ソマリアの海賊はより攻撃的になるか?

2011.1.26


 military.comによれば、金曜日の韓国とマレーシアによる急襲は、海軍と海賊の両方がより攻撃的な戦術をとる兆候になり得ます。専門家は急襲がより一般的になれば、海賊が人質を人間の盾として利用する可能性があると言います。

 国連薬物犯罪事務所(the U.N. Office on Drugs and Crime)の対海賊プログラムの責任者、アラン・コール(Alan Cole)は、韓国とマレーシアの海軍は海賊に採用されている他の戦略が機能しないという欲求不満から奇襲攻撃を使ったかも知れないといいました。「海軍がこの問題に取り組み、対処するためのパトロールの数を増やし、軍事活動を強化する可能性は十分にあり得ます」と彼は言いました。

 金曜日より前には、いくつかの急襲が別の国々によって、ソマリアの海賊が乗り込んだ船を守るために、攻撃の数時間以内か、乗員が避難所に閉じこもったと確信された後で行われました。マレーシアの急襲はその手法に従って、海賊の攻撃の直後に、乗員が避難所に入った後に起こりました。しかし、韓国の急襲はサンホ・ジュエリーが捕獲された1週間後に、乗員が避難所に入ったかどうかが不明で、船長が明らかに外にいる状態で行われました。「伝統的手法は急襲を躊躇し、海賊に船をソマリアへ運ばせることになっていました。私は純粋に海賊がより無謀になっているので、彼らがより強硬な路線を決断したと考えます」とイギリスのリスク管理会社エオス(Eos)のデビッド・ジョンソン(David Johnson)は言いました。海軍が急襲に依存すれば、海賊たちは恐らく人質を人間の盾とするよう戦術を変えるかも知れないと、ジョンソンは言いました。しかし、彼は海賊は恐らく拘束した人に残忍にはならないだろうと付け加えました。

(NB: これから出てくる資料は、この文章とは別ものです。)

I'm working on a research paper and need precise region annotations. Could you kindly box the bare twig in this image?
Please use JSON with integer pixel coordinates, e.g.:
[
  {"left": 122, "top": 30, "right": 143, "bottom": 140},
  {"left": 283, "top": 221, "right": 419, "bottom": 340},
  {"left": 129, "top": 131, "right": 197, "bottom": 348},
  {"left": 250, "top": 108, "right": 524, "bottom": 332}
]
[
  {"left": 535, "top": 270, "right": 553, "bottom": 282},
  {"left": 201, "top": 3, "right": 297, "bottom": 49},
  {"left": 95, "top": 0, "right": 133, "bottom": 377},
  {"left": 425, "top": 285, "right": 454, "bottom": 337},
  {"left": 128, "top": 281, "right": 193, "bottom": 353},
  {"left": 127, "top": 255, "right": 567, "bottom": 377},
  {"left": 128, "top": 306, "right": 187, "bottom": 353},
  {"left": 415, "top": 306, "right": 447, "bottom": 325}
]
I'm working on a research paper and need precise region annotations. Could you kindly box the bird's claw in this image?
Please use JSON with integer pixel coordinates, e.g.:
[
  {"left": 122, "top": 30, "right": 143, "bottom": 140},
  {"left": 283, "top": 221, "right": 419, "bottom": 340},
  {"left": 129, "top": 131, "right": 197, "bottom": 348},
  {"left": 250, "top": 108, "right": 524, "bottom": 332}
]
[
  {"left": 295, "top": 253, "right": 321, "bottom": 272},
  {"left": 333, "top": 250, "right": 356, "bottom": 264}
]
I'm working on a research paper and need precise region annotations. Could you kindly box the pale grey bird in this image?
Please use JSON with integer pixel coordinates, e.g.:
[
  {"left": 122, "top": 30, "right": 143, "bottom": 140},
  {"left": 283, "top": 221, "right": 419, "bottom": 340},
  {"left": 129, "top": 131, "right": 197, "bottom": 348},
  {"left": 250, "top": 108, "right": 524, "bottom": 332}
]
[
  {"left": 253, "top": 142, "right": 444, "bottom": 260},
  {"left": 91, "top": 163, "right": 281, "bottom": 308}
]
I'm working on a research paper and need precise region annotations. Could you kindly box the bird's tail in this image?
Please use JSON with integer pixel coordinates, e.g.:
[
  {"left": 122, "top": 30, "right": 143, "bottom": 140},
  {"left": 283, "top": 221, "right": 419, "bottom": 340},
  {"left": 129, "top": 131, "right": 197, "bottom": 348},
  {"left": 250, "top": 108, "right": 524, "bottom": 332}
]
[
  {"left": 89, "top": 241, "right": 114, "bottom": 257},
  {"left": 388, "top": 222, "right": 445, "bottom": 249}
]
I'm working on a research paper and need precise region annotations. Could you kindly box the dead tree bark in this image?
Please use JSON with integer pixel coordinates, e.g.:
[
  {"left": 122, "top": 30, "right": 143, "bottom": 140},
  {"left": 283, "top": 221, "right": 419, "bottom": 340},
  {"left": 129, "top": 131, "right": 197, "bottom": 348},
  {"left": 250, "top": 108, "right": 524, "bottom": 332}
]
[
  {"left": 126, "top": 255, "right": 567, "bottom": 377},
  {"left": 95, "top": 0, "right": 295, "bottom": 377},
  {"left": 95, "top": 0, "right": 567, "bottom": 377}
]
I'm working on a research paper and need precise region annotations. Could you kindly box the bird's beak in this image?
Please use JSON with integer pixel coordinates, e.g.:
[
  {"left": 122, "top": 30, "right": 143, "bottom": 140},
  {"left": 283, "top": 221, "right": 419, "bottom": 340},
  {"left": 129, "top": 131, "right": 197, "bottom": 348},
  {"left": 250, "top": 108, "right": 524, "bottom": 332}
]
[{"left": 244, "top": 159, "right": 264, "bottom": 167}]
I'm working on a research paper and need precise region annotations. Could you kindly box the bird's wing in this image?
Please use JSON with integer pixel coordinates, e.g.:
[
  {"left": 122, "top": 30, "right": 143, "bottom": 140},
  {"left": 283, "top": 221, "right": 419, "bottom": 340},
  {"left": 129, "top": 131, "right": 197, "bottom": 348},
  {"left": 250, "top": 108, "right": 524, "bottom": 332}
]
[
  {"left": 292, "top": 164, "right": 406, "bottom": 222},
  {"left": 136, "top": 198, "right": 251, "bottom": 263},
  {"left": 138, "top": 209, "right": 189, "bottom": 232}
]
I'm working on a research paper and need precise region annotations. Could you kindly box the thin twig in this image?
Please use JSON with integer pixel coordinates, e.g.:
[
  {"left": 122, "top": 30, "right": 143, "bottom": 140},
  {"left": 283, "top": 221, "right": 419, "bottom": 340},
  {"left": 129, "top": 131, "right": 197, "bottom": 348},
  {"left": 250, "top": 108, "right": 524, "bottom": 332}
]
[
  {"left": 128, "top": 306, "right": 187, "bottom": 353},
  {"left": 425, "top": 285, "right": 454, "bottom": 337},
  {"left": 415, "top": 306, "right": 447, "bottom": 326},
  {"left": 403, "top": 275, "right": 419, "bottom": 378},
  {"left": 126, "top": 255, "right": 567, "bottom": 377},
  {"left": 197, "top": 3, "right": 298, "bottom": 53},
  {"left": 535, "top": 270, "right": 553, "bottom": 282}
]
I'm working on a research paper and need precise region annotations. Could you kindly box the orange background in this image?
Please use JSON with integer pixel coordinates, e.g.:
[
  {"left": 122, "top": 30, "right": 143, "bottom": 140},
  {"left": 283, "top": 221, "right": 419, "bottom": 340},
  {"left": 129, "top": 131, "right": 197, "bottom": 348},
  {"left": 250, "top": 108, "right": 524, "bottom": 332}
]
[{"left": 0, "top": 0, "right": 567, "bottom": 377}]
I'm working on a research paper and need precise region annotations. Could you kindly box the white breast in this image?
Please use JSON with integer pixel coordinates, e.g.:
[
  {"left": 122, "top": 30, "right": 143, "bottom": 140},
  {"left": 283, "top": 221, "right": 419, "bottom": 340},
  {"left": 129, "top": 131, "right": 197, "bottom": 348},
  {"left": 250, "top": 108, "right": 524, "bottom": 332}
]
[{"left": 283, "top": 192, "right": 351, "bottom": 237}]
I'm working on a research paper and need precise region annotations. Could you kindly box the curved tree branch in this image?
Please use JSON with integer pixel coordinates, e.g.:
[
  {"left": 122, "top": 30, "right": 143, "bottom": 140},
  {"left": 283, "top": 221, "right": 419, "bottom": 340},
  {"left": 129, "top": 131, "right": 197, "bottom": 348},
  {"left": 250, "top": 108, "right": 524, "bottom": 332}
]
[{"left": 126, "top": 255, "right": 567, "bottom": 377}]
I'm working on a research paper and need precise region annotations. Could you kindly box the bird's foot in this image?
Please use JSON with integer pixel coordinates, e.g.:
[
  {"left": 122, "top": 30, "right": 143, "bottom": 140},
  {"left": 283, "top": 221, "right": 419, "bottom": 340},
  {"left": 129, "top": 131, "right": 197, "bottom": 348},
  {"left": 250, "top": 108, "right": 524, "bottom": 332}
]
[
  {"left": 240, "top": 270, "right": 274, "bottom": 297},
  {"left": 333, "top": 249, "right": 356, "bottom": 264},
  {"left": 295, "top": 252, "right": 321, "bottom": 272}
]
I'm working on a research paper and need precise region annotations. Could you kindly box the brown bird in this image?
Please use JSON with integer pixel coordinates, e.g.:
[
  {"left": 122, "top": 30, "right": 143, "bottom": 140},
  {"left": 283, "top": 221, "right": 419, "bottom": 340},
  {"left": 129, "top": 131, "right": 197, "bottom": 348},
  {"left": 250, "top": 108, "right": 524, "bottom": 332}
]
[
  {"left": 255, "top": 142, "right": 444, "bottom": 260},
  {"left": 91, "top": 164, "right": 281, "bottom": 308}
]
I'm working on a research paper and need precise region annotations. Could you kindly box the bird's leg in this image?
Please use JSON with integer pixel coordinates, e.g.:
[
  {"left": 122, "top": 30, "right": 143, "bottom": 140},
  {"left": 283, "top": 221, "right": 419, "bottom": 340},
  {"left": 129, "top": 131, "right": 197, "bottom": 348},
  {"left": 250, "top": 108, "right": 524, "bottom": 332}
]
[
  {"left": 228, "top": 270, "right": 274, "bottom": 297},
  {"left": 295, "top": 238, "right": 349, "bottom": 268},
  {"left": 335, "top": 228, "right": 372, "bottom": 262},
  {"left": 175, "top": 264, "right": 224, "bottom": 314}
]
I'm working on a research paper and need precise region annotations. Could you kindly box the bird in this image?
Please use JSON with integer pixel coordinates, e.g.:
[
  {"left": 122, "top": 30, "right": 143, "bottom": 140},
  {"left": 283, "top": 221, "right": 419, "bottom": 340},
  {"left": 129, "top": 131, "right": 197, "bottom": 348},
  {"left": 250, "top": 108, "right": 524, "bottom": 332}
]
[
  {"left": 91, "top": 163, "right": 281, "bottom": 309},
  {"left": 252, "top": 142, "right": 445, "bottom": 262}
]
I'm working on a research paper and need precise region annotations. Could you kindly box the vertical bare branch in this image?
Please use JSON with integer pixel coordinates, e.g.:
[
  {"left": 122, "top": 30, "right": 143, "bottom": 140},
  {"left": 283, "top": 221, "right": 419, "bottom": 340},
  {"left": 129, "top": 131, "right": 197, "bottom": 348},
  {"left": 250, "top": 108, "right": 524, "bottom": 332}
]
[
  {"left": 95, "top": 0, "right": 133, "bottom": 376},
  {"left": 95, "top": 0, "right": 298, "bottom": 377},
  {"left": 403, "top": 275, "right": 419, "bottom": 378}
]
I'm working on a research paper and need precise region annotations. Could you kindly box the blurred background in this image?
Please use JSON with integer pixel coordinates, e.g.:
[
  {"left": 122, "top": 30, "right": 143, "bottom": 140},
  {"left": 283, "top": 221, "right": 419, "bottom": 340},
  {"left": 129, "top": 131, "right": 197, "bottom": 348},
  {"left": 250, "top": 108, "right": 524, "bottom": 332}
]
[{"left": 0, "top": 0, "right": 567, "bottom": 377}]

 アフリカの角に4隻のパトロール戦を持つヨーロッパ連合の海軍は、そうした活動は人質の命を危険にさらすので、乗っ取られた船に急襲を行いません。同海軍の広報官パディ・オケネディ中佐(Cmdr. Paddy O'Kennedy)は、彼らが船を接近させ過ぎると、常にソマリアの海賊は人質を殺すと脅すと言いました。2009年4月末、ソマリア沖合で他4人の人質と共に帆船にいて人質になったフランス人船長フローラン・レマコン(Florent Lemacon)の死は、海軍が乗っ取られた船に行う急襲の危険さを示します。フランス軍特殊部隊による襲撃はレコマン船長の死をもたらした海賊との銃撃戦を引き起こしました。調査はレコマン船長がフランス軍の銃弾で死亡したことを見出しました。


 海賊は今後、韓国人を捕まえた場合は殺害すると言ったそうですが、過去の急襲を行った軍隊の国の国民を、報復のために海賊が殺害した事例はなく、単なる脅しと考えるべきでしょう。彼らは金目当ての犯罪者であり、政治目的を持つテロリストではありません。そんなことをするよりは、他の船を捕まえに行った方が儲かるのです。

 韓国軍の急襲がなぜ実施されたかは、完全には明らかになっていません。米軍は韓国軍の選択に対して、協力はするが推奨しないと言ったそうです。やはり、人質の安全が確保されない状況だと考えられたのでしょう。マレーシア海軍のように、乗員が避難所に入ったことが確実な場合でないと、特殊部隊は思ったように海賊を掃討できません。そこで、韓国軍がどういう状況判断をして突入を決断したのかを、さらに詳しく知りたいと考えています。

 韓国メディアによる作戦の記事は内容に多少の混乱があり、状況を把握するには、もう少し時間が必要と思われます。乗員は船長室付近で発見され、船長と一部の乗員は操舵室にいたと言います。ここから、突入の直前まで船長が船内の情報を韓国軍に通報していた可能性が言えます。実際、ソク船長は海賊の統率がなっていないと通報していたという記事もあります。ソク船長は海軍出身でもあり、こうした情報は韓国海軍にとって信頼できたのかも知れません。

 しかし、乗員は全員が船橋にいたわけで、そこを銃撃するのが危険なのは言うまでもありません。いくら注意して発砲しても跳弾の行く先までは予測できません。海賊は布団を被る乗員の中からソク船長を捜して銃撃したと言います。おそらく、韓国軍が突入すると無線と拡声器で通告した直後、ソク船長は他の船員と共に布団を被って伏せ、銃弾を避けようとしたのでしょう。海賊たちも突入の援護射撃の前に、床に伏せたはずです。援護射撃は高速ボートの隊員が乗り込むまで続き、船橋にあがる前に中止されたでしょう。隊員は窓を破って閃光手榴弾を放り込み、操舵室に突入して海賊を殺害したと考えられます。このように状況を描いてみると、やはり危険な作戦であったのは間違いありません。

 「付近の海域で別の海賊9-10人が乗っ取ったパナマ船が24時間以内にジュエリー号と合流する状況だったため、21日未明が事実上最後の機会だった」と軍当局者が述べたという朝鮮日報の報道もあります。これは海軍の都合が優先され、人質の安全は二の次だったようにも受け取れます。やはり、リスクを含んだ作戦だったということでしょう。